Ovni encensé par la presse au dernier festival de Cannes, Toni Erdmann avait fait l’unanimité jusqu’à remporter le Prix de la Critique Internationale et la Palme du public. Le troisième long-métrage de Maren Ade a des airs de pièce sur le monde du travail et appuie tendrement là où ça fait mal. Insolite, décalé mais bienveillant, retour sur un film qui a mis la croisette en émoi.

Ines est une « working girl » allemande accomplie à la mine austère et aux tailleurs de marque. Elle a réussit le pari de travailler à l’étranger dans une grande boite commerciale basée à Bucarest, en Roumanie. Parfaitement intégrée dans ce monde de cols blancs ultra-compétitif sa vie n’est que réceptions, appels, conférences, Power Points… Et soirées.
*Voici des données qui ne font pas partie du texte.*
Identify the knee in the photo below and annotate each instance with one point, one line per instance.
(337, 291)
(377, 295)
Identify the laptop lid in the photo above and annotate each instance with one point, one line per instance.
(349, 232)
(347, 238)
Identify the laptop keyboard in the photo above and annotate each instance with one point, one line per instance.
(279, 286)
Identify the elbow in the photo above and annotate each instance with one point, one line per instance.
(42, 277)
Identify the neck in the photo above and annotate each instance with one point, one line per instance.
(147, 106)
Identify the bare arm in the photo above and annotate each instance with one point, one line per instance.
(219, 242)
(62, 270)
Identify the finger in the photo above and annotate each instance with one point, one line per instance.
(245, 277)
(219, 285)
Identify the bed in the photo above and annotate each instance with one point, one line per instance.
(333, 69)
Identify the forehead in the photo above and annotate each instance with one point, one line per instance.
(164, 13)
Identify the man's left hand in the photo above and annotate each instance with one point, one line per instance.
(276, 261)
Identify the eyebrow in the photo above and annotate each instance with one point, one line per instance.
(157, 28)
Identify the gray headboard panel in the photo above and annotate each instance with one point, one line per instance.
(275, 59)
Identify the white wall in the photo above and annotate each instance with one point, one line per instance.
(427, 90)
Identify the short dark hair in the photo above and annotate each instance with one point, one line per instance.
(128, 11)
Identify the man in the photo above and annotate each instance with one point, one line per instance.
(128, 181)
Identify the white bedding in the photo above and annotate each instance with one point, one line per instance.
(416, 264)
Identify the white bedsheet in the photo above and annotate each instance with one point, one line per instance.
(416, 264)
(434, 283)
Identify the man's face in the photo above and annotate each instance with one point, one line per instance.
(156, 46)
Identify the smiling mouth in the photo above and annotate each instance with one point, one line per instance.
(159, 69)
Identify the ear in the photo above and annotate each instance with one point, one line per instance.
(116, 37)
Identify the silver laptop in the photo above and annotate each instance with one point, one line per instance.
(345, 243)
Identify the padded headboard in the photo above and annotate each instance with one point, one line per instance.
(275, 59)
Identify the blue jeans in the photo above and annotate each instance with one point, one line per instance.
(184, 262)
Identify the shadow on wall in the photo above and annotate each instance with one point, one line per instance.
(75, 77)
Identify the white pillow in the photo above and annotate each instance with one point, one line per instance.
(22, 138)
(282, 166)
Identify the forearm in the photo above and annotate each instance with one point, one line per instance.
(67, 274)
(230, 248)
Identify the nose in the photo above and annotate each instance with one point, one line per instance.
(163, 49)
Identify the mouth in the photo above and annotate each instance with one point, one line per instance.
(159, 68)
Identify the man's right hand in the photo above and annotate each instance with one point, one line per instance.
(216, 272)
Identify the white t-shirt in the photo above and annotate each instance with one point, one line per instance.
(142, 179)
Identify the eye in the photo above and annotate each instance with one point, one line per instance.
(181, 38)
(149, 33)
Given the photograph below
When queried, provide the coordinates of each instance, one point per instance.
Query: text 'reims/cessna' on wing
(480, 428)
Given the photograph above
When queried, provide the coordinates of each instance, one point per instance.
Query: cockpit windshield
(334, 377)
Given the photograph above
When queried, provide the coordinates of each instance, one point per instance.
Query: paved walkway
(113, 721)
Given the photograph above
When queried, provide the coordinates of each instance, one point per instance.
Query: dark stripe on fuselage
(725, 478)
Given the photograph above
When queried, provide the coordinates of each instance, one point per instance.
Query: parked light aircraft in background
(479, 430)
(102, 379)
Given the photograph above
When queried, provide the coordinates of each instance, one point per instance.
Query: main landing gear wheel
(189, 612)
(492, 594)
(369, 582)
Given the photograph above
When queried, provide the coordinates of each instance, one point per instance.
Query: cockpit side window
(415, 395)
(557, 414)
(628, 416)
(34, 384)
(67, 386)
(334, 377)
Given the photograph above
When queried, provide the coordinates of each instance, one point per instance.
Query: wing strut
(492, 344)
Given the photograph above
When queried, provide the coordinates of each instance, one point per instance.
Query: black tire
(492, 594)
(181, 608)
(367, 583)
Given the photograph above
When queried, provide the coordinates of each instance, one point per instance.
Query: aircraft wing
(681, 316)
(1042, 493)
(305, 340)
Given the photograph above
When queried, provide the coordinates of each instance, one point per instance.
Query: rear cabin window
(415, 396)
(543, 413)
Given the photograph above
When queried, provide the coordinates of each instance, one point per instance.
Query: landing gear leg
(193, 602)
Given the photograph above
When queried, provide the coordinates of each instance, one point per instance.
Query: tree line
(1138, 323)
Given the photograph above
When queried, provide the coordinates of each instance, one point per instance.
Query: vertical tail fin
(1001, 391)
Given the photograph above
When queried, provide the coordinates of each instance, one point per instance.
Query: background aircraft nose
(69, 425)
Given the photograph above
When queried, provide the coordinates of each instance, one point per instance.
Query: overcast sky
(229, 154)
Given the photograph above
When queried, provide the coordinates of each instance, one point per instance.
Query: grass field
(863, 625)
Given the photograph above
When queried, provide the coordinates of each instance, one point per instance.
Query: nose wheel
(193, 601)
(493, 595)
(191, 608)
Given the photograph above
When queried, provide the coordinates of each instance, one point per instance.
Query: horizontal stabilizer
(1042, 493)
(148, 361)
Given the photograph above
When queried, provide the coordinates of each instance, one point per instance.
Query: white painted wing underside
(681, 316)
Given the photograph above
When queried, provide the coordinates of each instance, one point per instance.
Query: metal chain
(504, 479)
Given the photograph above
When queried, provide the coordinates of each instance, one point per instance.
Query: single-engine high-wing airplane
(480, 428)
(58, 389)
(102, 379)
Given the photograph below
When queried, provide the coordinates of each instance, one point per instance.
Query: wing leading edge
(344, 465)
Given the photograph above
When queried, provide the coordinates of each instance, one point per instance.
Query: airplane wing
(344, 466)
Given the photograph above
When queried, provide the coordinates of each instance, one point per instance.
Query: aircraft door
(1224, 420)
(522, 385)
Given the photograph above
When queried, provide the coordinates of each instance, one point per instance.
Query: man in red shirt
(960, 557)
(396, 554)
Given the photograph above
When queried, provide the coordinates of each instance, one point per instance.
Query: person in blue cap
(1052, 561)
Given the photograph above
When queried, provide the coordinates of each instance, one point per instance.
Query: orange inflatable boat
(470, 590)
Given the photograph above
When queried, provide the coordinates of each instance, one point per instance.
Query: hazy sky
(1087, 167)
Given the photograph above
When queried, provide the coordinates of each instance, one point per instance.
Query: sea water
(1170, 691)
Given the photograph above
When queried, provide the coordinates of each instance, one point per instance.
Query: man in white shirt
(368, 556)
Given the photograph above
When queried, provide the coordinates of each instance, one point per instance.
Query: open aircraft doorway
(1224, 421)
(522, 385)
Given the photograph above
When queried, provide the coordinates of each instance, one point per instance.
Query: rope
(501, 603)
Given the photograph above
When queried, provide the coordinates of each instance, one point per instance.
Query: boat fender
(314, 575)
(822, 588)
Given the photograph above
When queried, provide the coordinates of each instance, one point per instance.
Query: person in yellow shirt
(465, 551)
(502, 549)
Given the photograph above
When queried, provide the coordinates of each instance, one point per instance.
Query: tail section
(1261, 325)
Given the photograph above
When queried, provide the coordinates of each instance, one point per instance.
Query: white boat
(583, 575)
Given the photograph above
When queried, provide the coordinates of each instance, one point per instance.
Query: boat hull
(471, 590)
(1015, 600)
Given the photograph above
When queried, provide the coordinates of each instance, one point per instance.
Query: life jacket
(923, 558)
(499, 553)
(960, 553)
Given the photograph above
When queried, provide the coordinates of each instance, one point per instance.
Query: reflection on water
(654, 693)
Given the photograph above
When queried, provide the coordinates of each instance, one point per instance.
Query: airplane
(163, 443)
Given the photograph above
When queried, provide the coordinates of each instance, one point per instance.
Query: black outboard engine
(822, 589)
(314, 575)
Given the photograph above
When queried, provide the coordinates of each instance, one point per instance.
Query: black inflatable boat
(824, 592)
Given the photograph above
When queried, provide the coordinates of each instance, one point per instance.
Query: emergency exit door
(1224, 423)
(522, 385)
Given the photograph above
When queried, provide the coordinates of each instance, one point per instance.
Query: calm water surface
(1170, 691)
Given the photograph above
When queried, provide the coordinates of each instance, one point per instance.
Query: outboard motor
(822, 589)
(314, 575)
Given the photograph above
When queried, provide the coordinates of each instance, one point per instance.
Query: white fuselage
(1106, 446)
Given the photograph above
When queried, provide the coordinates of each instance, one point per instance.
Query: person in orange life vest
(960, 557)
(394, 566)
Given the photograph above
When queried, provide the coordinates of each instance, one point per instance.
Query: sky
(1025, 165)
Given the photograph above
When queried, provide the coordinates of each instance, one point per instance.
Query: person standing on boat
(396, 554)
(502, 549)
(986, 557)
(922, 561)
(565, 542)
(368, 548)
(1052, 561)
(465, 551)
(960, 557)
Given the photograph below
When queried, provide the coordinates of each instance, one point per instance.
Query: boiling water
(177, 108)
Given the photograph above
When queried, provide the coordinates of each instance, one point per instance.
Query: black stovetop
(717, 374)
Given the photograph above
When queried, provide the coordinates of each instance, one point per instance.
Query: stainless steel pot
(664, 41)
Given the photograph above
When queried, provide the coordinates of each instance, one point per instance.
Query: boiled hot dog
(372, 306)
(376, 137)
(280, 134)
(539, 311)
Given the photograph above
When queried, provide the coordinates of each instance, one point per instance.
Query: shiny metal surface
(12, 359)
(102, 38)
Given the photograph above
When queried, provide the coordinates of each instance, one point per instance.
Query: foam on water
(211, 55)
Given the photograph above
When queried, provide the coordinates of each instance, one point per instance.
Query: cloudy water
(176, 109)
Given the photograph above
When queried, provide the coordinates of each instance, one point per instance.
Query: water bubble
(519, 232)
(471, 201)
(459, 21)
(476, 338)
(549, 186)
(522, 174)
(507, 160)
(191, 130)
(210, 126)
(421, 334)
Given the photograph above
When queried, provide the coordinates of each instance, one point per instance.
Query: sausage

Alors qu’elle s’apprête à négocier un plan d’externalisation (l’autre mot pour le licenciement de masse pratiqué par les multinationales), son père Winfried, adepte de paillasseries en tous genres débarque pour lui souhaiter son anniversaire et accessoirement, l’embêter un peu. Seulement lorsqu’il réalise la médiocrité de l’existence de sa fille, incapable de lui consacrer du temps et de s’amuser, il se sent investit d’une mission : lui redonner le sourire. Il revêt donc lui aussi un masque satirique, celui de Toni Erdmann un coach de vie envahissant. Cheveux gras, franc-parler, affublé d’un râtelier, il s’invite dans la vie de sa fille et de ses collègues… Une farce qui n’est pas du goût d’Ines qui voit la part de ses racines qu’elle a choisit d’occulter, resurgir brutalement dans un quotidien qui l’éloignait jusqu’ici de toute réflexion existentielle.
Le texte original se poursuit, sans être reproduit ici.